A: You’ll never need to hold a mirror under our nose at night to see if we’re still alive—we publish poems as we accept them, meaning that our journal changes and updates and even mutates from week to week. We pride ourselves on our relatively quick turnaround time from submission to publication, which we know is important to writers. We’re invested heavily in both our online and print editions and we strive to make our issues look crisp and visually evocative. We are also active on social media, which we know brings additional publicity to our published writers.
Q: What is the best advice you can give people who are considering submitting work to your publication?
A: If you’ll look at our recent issues, you’ll see that we’ve highlighted the poems that we nominated for the Pushcart Prize. Reading those poems is an efficient (and hopefully inspiring) way for a writer to get to the core of our journal’s aesthetic.

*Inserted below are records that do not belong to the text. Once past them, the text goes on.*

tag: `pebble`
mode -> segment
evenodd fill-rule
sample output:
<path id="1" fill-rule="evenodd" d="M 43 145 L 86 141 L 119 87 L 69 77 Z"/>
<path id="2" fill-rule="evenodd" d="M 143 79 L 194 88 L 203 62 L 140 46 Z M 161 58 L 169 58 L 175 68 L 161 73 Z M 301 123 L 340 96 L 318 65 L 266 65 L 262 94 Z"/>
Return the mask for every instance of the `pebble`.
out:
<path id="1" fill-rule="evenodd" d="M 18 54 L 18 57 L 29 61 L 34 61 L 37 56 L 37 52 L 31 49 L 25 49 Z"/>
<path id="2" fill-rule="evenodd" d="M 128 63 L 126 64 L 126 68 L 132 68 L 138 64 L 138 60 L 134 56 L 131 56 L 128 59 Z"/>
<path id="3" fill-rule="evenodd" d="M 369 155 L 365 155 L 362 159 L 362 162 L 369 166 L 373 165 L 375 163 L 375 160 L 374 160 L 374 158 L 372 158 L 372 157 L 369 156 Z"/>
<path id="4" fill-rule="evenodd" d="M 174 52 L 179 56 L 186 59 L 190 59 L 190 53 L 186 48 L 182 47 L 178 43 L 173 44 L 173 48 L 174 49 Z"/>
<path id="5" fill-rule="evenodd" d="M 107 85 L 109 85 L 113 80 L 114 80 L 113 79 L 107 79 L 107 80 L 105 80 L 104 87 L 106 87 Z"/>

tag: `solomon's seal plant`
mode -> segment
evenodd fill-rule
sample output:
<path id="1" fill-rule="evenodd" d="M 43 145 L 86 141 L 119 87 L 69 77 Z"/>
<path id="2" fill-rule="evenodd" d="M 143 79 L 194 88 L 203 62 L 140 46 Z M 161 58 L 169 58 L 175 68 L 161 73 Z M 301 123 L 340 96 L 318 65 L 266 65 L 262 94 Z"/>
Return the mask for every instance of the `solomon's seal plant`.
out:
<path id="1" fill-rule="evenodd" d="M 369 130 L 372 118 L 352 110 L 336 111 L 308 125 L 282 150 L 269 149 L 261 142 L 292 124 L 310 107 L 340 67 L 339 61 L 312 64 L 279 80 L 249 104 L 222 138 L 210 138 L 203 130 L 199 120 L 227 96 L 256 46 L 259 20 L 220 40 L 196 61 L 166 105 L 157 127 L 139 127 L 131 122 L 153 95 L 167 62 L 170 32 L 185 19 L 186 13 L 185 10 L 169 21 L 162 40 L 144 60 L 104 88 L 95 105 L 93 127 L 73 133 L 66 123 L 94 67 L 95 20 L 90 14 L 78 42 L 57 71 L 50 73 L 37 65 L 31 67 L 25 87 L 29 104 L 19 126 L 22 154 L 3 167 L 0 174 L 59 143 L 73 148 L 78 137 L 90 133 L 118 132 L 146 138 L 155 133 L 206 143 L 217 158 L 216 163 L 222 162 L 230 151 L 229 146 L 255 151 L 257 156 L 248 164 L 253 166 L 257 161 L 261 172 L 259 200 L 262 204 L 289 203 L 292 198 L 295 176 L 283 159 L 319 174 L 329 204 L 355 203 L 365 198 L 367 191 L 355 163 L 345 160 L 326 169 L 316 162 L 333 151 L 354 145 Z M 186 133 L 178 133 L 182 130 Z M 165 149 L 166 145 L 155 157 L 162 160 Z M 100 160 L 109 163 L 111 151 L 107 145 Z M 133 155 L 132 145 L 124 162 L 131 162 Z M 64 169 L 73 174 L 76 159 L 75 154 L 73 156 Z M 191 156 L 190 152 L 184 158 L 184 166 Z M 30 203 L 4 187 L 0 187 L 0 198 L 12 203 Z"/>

Q: Describe the ideal submission.
A: If every unhappy family is unhappy in its own way, then so too is an ideal submission—it’s very hard to predict what combination of words will blow the fuses in the walls. That said, some guidelines apply seemingly everywhere. Read your poems out loud before you submit them. Err on the side of the concrete, the sensual, and the specific. Remember that the root of imagination is the word “image.” And finally, the late and wonderful Mark Strand might have said it best: “The poet provides the reader with a surrogate world through which he reads this world.” Or she.
Q: What do submitters most often get wrong about your submissions process?
A: Our process is fairly well streamlined at this point. We seldom have any problems!
Q: How much do you want to know about the person submitting to you?
A: A brief cover letter is a lovely proof of humanity, the literary equivalent of an apéritif. That said, if you try to get us drunk before the main course, we’ll wonder about you.
Q: How much of a piece do you read before making the decision to reject it?
A: We do our best to read pieces in their entirety—we know how much care goes into a good poem and we feel inclined to reciprocate. But if we find evidence that such care was lacking—noticeable typos, errors in tense or grammar, etc.—then we’ll stop reading. This doesn’t happen very often though.
Q: What additional evaluations, if any, does a piece go through before it is accepted?
A: We have four editors on our staff. If three of us like a poem, it’s in. If the voting is split, sometimes we’ll get together and make impassioned arguments for and against.
Q: What is a day in the life of an editor like for you?
A: We’ve discovered many of our favorite writers through this journal! It is an honor to read such work.
Q: How important do you feel it is for publishers to embrace modern technologies?
A: From the advent of spoken language, all the way through the invention of writing, the printing press, and digital media, and every step in between, artists have gained new tools for expression and for sharing their work. We believe in continuing that tradition as fully as possible, so we offer a full online edition and an e-book edition as well as a traditional print publication. It helps that one of our editors is a web developer.